In a good preschool classroom, teachers focus on all areas of learning at a time. They pay attention to children’s interests and develop themes or projects through which the children can expand their knowledge and skills in various areas. Children are able to reach a deeper understanding of a subject when they can make connections across several disciplines. For instance, children learn about a grocery store (Social Studies) when they set one up in the classroom. Categorizing items while stocking shelves leads to discussions about nutrition and other related topics (Science). Children weigh produce, set prices and collect payment for bakery and dairy products (Math). They also make signs and write shopping lists (Language and Literacy). In a developmentally appropriate preschool program, children will learn the following:
• Language and literacy skills: Adults read to children every day, sometimes one-to-one and other times in a group. They invite children to join in while reading books with repetitive or rhyming words and phrases, and they engage children in discussions about the characters, setting, and plot. Throughout the day, children talk with adults and with other children. Younger children begin to experiment with writing, at times making scribbles (for example, under a picture) that they identify as writing. Some children can write their names or other short words; others are not ready to do so. Teachers plan learning experiences that help children hear distinctions and patterns in language sounds and begin to make some letter-sound connections. Teachers support literacy learning in English and in the children's home language.
• Mathematics: When children construct with blocks, they learn about measurement (how many small blocks in a line it takes to equal a bigger block) and physics (whether things will balance, for example). They talk about the weather every day, go on nature walks, and measure and record the changes in the environment. Children learn about levers and gears and other wonders.
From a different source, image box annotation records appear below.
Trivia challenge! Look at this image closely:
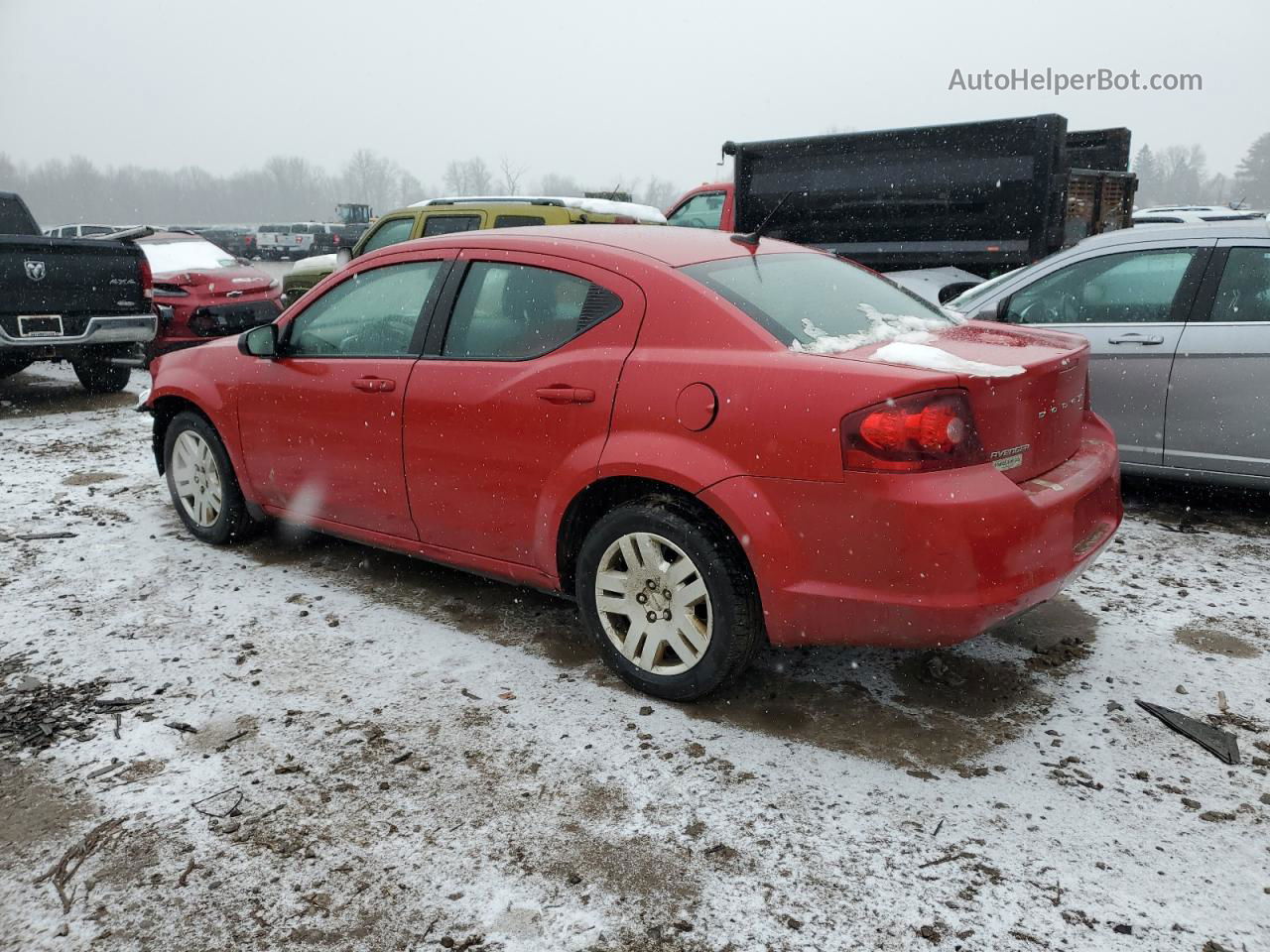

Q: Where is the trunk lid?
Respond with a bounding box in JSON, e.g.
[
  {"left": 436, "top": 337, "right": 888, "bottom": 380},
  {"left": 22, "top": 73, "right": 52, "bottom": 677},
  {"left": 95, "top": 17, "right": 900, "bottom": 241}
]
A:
[
  {"left": 0, "top": 236, "right": 150, "bottom": 316},
  {"left": 909, "top": 321, "right": 1089, "bottom": 482},
  {"left": 155, "top": 266, "right": 273, "bottom": 298},
  {"left": 842, "top": 321, "right": 1089, "bottom": 482}
]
• Social studies: Children learn about their communities and about local, national, or world events of interest to them. Teachers plan experiences that make these events meaningful to children this age. Teachers include and show respect for the children’s home cultures while connecting children’s experiences to those of children and families in other places.
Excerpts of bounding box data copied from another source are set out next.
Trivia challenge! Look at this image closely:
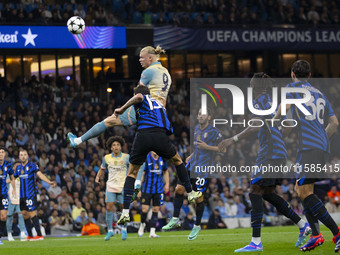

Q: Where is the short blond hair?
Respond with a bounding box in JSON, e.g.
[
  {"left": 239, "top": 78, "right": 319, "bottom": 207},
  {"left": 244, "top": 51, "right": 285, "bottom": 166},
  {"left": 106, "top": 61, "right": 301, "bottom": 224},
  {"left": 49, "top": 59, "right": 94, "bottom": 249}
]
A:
[{"left": 140, "top": 45, "right": 165, "bottom": 59}]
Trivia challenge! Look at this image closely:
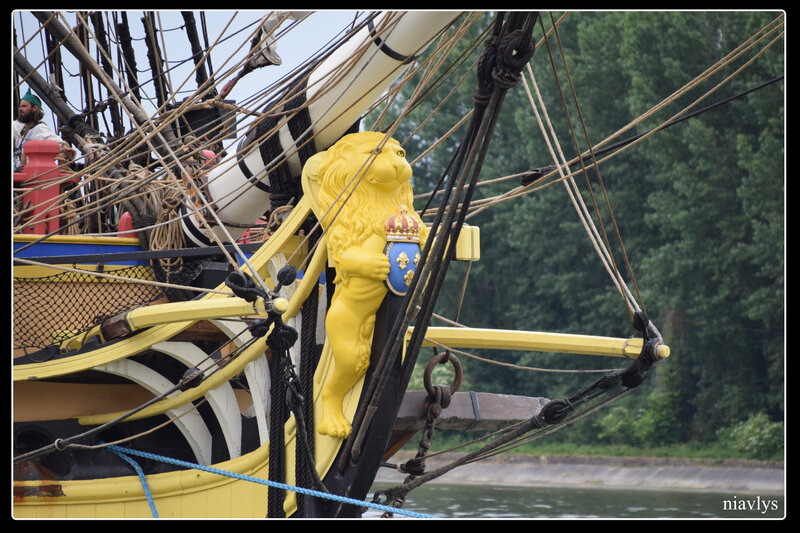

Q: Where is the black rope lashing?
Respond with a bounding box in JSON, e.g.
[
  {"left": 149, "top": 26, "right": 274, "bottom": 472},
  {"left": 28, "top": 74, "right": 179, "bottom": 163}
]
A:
[{"left": 251, "top": 79, "right": 316, "bottom": 210}]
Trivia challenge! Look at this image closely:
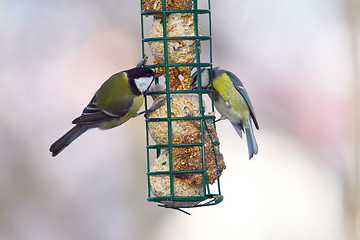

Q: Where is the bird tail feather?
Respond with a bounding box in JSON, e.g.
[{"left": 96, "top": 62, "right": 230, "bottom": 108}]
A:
[
  {"left": 50, "top": 125, "right": 91, "bottom": 157},
  {"left": 245, "top": 122, "right": 259, "bottom": 159}
]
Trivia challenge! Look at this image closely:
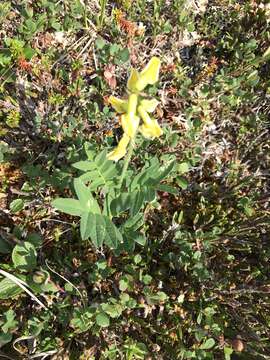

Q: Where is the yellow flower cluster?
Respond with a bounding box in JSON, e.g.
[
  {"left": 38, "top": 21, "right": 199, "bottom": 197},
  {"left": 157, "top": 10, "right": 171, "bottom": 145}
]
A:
[{"left": 108, "top": 57, "right": 163, "bottom": 161}]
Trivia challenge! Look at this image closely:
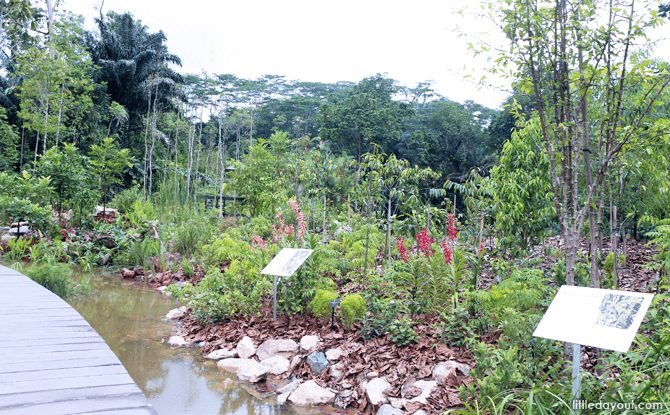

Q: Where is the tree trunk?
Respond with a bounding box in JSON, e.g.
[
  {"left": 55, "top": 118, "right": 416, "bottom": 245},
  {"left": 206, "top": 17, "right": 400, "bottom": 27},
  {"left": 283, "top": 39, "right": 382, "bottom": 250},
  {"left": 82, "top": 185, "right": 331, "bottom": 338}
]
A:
[
  {"left": 56, "top": 84, "right": 65, "bottom": 153},
  {"left": 386, "top": 193, "right": 391, "bottom": 269}
]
• Art, music, drama, and dance: The children have easy access to a wide variety of dress-up clothes and props they need for dramatic play. Daily, there are times for singing songs and listening and moving to music. Songs and music connect children to their home languages and cultures. The classroom is well stocked with crayons and markers (which 3- to 4-year-olds can easily manipulate) as well as paints and paper, and children are encouraged to express themselves through these media.